Without an ID, accessing justice is impossible
Argentina / Freedom for Justice / 22 mar 2018
An estimated 1.1 billion people around the world are prevented from accessing legal and social protections because they lack a secure legal identity. People without a secure legal identity are often socially, economically and politically excluded. A person without an ID cannot access health, education or justice. They cannot report a crime or travel or rent a property. They have no inheritance rights. They cannot vote, work legally, or claim retirement or social benefits.
In Argentina, hundreds of thousands of “invisible” people do not have an ID card and in many cases, not even a birth certificate. They are unable to receive social assistance, such as child allowance, access regular medical care or graduate from school. When a child is born in Argentina, the birth must be recorded within the first 40 days at the local civil registry. Although the law was changed in 2009 to make registration free and available at the hospital, many people are unaware of the importance of registering a birth, or that the law has changed. For those giving birth outside of hospital, the steps to register the birth may be unknown of and complicated for diverse reasons.

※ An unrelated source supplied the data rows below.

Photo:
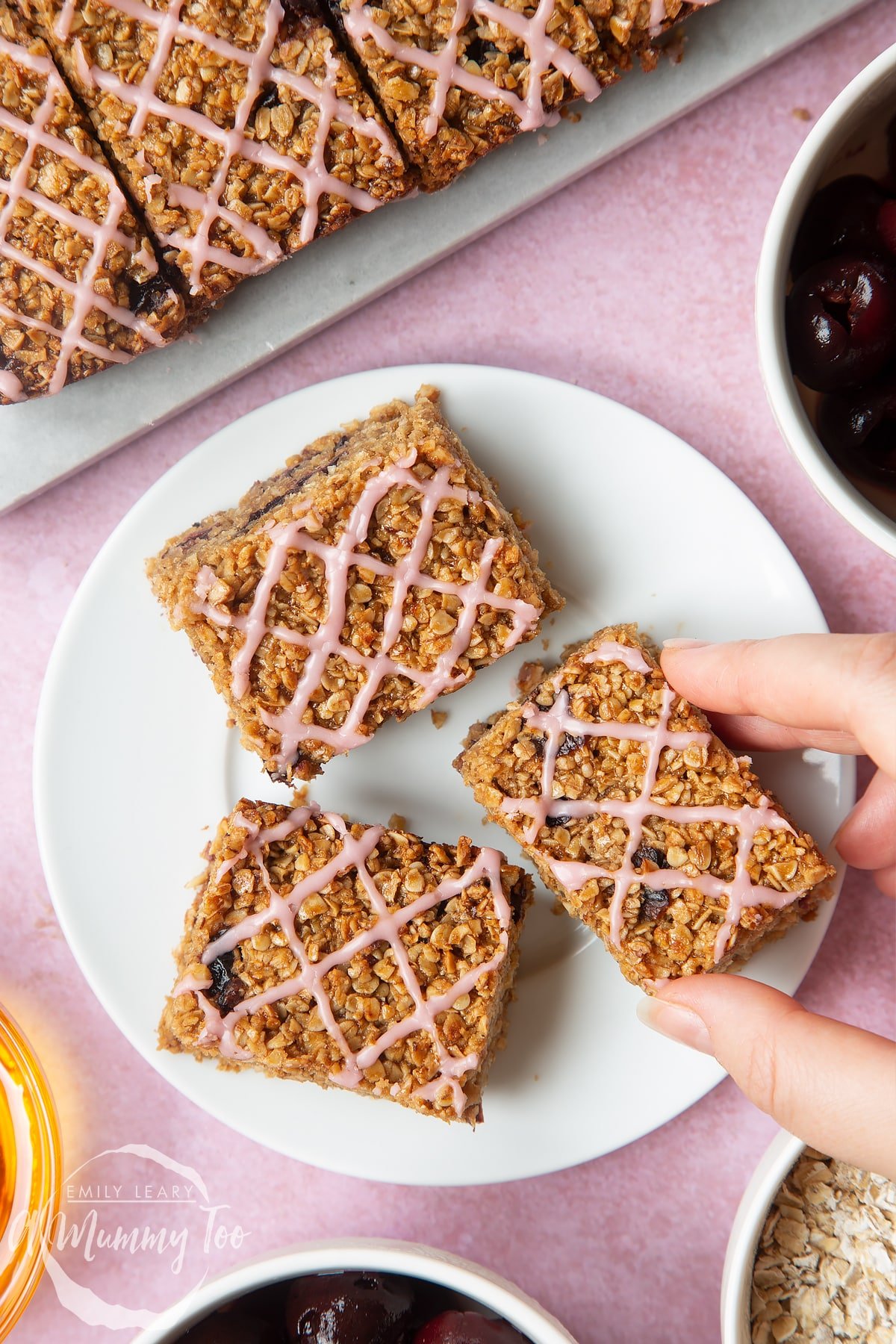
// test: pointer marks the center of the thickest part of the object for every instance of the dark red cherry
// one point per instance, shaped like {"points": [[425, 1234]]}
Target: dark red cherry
{"points": [[467, 1328], [240, 1324], [887, 226], [841, 323], [860, 430], [354, 1308], [840, 218]]}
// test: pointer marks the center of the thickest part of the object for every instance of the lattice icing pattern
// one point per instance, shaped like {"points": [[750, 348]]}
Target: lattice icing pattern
{"points": [[207, 210], [556, 722], [49, 158], [296, 722], [354, 853], [544, 54]]}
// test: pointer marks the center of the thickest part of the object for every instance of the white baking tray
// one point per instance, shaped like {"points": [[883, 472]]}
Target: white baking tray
{"points": [[49, 440]]}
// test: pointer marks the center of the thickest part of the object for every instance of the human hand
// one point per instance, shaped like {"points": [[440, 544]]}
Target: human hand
{"points": [[829, 1083]]}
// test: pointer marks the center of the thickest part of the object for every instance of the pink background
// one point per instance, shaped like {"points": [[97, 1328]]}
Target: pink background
{"points": [[641, 276]]}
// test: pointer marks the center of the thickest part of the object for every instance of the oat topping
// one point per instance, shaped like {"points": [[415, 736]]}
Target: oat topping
{"points": [[371, 577], [461, 77], [80, 285], [240, 129], [638, 818], [351, 956], [825, 1266]]}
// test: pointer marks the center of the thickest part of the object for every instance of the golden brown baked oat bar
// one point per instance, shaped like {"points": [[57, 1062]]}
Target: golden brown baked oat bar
{"points": [[352, 956], [80, 284], [375, 573], [462, 77], [240, 129], [637, 816]]}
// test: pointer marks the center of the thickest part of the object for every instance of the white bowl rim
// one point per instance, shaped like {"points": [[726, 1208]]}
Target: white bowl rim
{"points": [[736, 1277], [383, 1256], [771, 276]]}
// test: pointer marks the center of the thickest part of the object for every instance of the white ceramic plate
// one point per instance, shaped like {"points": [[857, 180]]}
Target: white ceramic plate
{"points": [[633, 526]]}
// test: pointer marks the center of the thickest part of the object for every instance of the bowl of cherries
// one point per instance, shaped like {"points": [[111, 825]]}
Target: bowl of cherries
{"points": [[827, 304], [358, 1292]]}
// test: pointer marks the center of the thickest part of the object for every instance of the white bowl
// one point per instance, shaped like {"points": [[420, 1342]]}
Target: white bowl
{"points": [[871, 94], [423, 1263], [736, 1276]]}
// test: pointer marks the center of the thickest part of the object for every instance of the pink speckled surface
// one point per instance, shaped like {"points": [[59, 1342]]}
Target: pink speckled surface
{"points": [[642, 280]]}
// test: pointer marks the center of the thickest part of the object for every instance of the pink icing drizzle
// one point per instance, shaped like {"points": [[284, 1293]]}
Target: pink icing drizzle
{"points": [[100, 234], [314, 176], [386, 927], [541, 50], [556, 722], [326, 641]]}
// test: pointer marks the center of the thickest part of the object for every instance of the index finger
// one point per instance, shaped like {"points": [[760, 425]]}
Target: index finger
{"points": [[832, 682]]}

MicroJustice Argentina works to facilitate access to justice for all. One of the most vulnerable groups they work with, are those without a legal identity. Their Identity Programme involves assisting people without ID cards to go through the process of applying for one. They report that “invisible” people are often hard to identify, but once they start talking to community members and gaining trust, the scale of the problem becomes clear. In collaboration with the Ministry of the Interior and a network of other NGOs, they helped create a plan of action whereby each organisation would run Documentation Days in different provinces with support from local government to help register “invisible” people.
Over just two days in June 2017 the MicroJustice Argentina team travelled to Perico Jujuy for a Documentation Day in conjunction with the local ministry. They were able to serve more than 500 people in those two days – assisting them to apply for or renew their ID cards. This would allow adults and children alike to apply for education. One of the most moving cases they encountered was Marta, who at 68 years old had never had an ID card. She said, “I did not have ID and it was not worth anything. Now I'm going to go to primary school”.
MicroJustice Argentina is facilitating access to education, healthcare and justice through identifying the “invisible” and assisting them to overcome the obstacles that leave them powerless. Through legal empowerment workshops in communities on the Right to Identity, Family Law and Gender violence they ensure that communities are aware of their legal rights and know how to address a violation. They continue to work with and lobby the government to make the registration of undocumented individuals easier for everyone.